México D.F. Domingo 8 de junio de 2003
MAR DE HISTORIAS
El desierto de Arizona
CRISTINA PACHECO
Angela atravesó el parque rumbo a la avenida. La
luz del sol le hirió los ojos. El deslumbramiento y la fatiga la
obligaron a detenerse. Puso en la banqueta su maletín lleno de muestrarios
y se enjugó la frente. Ardía, como todo su cuerpo. La conciencia
de que aún le faltaba por visitar cuatro salones de belleza le dio
fuerzas para seguir caminando.
Procuró estimularse pensando que, de encontrar
a sus clientas, en menos de tres horas estaría de vuelta en su casa.
La asaltaron las voces interiores: Niñita: ¿entiendes
lo que te digo? ¿Dónde vivían, de dónde salieron?
¿No te acuerdas? Andale, haz un esfuerzo. Angela no les prestó
atención. Las escuchaba con relativa frecuencia, sobre todo cuando
permanecía mucho tiempo bajo los rayos del sol.

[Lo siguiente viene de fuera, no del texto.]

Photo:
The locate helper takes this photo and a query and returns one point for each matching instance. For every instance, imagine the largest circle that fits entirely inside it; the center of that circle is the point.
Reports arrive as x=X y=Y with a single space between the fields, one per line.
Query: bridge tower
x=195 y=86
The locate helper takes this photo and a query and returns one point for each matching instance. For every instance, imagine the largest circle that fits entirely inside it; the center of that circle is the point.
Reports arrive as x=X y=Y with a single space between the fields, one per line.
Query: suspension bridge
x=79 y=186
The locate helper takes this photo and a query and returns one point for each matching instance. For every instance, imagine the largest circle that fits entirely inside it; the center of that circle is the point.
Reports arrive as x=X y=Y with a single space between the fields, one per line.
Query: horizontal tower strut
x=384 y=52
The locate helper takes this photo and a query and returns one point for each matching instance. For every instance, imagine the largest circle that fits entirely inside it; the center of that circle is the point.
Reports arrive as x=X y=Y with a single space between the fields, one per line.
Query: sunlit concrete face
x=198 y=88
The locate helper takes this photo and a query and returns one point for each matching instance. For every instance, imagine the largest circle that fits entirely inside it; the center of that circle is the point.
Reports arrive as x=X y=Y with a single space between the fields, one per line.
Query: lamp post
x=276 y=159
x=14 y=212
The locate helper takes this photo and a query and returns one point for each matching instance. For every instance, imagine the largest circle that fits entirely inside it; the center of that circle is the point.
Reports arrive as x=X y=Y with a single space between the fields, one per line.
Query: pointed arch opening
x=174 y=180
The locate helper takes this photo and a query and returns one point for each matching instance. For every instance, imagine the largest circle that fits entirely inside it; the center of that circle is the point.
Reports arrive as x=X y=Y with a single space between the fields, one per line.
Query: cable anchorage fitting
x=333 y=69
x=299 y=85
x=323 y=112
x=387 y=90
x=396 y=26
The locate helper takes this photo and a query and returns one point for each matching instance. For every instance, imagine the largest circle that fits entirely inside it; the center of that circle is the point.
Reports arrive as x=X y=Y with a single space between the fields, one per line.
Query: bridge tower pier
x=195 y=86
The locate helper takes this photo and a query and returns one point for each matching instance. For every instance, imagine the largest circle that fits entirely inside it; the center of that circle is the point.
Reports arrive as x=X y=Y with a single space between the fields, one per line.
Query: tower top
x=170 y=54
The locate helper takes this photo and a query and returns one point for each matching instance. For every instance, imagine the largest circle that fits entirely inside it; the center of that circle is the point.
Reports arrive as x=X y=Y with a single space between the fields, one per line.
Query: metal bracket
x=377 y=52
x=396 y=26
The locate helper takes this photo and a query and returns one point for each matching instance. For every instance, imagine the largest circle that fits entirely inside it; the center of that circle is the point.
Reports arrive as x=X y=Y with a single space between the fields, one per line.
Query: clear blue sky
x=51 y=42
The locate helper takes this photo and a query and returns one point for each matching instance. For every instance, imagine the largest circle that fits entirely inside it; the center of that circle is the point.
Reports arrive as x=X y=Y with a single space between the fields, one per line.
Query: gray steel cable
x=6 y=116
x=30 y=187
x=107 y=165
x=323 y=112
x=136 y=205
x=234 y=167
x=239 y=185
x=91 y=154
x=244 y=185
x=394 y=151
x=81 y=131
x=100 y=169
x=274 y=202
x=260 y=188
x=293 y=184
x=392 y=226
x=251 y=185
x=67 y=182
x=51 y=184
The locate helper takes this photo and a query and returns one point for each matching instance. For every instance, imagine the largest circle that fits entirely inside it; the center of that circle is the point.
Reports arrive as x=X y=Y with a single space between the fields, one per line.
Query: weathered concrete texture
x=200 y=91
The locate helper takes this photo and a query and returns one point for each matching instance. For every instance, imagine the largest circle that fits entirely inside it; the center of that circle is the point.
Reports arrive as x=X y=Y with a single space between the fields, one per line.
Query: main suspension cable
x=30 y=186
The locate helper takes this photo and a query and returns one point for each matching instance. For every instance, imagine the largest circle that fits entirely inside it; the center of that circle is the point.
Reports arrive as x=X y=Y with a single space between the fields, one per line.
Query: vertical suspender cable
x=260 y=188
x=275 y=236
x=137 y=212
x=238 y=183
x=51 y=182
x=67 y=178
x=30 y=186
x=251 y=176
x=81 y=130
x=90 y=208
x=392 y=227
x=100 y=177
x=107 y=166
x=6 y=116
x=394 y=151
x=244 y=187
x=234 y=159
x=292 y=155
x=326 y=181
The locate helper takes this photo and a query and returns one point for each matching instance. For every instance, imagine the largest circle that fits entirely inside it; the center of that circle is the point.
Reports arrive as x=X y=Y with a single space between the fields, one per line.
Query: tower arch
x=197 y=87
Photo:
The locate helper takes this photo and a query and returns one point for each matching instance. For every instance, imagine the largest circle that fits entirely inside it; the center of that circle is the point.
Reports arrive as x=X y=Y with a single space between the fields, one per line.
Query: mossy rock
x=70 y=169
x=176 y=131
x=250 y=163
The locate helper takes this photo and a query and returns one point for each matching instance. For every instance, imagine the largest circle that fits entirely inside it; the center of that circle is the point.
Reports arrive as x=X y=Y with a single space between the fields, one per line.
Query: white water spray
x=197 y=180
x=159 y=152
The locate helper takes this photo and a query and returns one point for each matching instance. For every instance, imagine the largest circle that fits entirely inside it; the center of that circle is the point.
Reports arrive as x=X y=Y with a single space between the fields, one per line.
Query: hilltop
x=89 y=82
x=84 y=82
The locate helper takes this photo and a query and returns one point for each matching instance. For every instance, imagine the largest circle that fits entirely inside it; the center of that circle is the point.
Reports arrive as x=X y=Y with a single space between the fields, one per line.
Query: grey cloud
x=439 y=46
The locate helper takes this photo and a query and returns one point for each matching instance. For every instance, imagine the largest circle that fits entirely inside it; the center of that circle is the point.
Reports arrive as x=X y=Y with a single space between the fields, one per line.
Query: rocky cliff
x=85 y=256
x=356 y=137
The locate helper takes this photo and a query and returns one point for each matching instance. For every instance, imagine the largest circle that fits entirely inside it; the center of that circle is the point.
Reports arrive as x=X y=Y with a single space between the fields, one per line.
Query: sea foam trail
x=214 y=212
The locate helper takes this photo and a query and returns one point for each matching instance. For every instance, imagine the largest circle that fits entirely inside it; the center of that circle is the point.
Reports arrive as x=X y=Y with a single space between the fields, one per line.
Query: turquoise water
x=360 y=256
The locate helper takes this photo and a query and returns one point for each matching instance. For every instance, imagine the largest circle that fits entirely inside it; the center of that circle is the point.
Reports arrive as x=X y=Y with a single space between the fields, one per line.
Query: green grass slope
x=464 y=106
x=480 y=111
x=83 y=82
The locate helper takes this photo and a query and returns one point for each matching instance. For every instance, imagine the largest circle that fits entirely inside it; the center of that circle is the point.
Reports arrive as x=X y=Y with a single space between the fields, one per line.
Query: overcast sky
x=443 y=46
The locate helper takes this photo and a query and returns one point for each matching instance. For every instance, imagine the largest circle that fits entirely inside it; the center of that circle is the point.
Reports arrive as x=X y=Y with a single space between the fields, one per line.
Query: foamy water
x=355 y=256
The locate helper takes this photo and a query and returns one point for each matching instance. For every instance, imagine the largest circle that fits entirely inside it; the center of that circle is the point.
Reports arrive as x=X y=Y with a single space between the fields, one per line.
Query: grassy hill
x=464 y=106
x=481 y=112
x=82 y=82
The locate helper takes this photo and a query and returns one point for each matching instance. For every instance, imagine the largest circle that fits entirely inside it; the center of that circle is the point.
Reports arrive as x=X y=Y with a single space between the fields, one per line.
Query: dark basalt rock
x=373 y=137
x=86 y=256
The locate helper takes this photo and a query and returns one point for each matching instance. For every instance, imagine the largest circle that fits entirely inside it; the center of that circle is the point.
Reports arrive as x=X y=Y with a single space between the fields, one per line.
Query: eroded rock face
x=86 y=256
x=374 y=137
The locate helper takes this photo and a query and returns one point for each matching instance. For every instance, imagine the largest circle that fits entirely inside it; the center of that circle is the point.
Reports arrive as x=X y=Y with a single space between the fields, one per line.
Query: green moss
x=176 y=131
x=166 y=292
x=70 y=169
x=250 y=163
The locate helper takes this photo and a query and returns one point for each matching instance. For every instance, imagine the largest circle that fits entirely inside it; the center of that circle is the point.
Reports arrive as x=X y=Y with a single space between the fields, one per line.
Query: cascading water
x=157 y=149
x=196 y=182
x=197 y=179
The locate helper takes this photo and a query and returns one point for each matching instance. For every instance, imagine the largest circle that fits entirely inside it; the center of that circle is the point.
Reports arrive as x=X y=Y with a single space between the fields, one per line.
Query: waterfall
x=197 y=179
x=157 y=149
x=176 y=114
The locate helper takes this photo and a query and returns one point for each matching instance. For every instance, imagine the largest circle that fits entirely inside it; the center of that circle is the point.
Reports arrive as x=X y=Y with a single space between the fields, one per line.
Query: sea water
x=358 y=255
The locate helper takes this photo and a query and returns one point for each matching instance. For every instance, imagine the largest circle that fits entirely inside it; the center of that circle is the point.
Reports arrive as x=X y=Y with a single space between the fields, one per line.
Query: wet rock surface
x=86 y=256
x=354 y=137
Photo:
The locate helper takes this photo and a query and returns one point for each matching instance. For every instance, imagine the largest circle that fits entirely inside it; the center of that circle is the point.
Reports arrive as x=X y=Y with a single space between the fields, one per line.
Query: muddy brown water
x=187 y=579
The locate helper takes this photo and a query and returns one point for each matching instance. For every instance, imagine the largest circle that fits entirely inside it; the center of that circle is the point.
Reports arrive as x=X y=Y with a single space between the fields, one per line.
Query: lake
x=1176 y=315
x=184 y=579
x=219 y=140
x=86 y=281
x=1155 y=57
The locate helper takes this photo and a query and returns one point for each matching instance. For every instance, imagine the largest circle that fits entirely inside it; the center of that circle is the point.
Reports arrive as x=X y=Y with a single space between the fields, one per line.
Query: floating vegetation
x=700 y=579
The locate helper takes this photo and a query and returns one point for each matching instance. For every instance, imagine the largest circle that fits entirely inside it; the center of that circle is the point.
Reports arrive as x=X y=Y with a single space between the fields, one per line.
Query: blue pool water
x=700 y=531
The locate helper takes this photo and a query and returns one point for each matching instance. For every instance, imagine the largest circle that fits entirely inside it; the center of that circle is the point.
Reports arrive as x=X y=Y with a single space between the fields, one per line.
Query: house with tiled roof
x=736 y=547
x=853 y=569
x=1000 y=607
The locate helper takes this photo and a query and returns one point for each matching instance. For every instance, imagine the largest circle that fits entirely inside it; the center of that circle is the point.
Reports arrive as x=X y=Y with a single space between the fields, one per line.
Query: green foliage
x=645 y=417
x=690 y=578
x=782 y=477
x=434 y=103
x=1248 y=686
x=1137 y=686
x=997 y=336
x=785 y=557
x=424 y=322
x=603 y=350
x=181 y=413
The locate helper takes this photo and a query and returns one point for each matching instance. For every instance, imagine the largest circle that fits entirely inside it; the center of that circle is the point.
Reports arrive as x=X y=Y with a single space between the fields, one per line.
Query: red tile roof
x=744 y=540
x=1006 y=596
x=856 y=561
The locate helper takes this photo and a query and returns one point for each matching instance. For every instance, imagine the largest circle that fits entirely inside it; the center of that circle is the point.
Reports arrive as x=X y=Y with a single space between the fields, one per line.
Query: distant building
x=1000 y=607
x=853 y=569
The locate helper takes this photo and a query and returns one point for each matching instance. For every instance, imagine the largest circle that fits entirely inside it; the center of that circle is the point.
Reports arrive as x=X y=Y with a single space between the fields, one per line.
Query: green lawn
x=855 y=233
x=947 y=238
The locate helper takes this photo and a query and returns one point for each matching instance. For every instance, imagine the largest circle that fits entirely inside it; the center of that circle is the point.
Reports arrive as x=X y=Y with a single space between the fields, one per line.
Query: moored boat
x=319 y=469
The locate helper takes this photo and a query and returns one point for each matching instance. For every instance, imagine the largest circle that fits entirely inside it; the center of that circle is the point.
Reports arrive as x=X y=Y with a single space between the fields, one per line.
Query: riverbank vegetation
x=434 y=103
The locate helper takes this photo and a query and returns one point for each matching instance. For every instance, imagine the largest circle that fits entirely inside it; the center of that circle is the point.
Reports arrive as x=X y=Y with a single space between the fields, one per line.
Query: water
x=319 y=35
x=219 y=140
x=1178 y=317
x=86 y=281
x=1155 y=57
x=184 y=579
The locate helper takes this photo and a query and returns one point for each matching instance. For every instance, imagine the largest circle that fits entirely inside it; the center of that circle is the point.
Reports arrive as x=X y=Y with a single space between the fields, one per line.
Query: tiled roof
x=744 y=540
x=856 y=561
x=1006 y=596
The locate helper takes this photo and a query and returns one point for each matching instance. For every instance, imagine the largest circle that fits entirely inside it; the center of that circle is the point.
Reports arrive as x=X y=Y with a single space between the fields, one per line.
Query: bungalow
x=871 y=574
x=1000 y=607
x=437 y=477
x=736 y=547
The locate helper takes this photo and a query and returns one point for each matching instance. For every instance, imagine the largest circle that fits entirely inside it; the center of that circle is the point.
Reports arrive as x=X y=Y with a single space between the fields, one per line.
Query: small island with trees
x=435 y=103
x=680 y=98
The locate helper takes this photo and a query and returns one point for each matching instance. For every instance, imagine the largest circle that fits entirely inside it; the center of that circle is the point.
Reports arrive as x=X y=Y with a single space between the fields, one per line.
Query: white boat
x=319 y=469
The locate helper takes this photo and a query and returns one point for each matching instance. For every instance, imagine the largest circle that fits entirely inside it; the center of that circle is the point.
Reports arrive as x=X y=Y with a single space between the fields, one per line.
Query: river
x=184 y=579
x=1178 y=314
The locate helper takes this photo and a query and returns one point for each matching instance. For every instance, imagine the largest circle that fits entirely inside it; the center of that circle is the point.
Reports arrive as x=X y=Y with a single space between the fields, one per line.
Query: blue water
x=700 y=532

Una mujer, al pasar, le preguntó la hora. Angela
miró su reloj pero no logró contestarle: la resequedad de
garganta ahogaba su voz. La desconocida se alejó acusándola
de egoísta: "¿Qué perdía con decírmela?"
En la mente de Angela esas palabras se confundieron con otras, lejanas:
¿Por qué no respondes? ¿De qué tienes miedo?
Inesperadamente, Angela tuvo ganas de llorar y se mordió los
labios. Al sentirlos ásperos pensó en el consejo de su entrenadora
en la compañía de cosméticos: "Para tener buena clientela,
preséntense arregladitas". El recuerdo le cambió el humor.
De lejos vio el restaurante El Oasis. Su toldo verde y
las palmeras artificiales junto a la puerta siempre la habían atraído.
Babe tranquila, despacito, aquí no te va a suceder nada malo.
Como si huyera de una persecución, entró en el establecimiento.
Eligió la última mesa, sin importarle los platos sucios y
los cascos.
La empleada que acudió a retirarlos le ofreció
el menú. Mira bien estas fotos y dime si reconoces a alguno de
estos señores. Con voz entrecortada Angela pidió un vaso
de agua. La muchacha, que hacía equilibrios con las botellas, preguntó
"¿Con hielo o sin hielo?" "Fría", contestó Angela,
impaciente, y apoyó la cabeza contra la pared.
Asoció su frescura al placer de un baño.
Prometió dárselo en cuanto llegara a su casa y también
se juró que, en adelante, usaría la cachucha que Anselmo
acababa de regalarle para que se protegiera del sol durante los partidos
dominicales de futbol.
Apreciaba en verdad el obsequio. Las noches en que Anselmo
doblaba turno en el camión, Angela ponía la cachucha en la
ventana: "Para que los ladrones vean que hay un hombre en la casa?" ¿De
dónde salieron ustedes? ¿Cuándo? Haz un esfuerzo.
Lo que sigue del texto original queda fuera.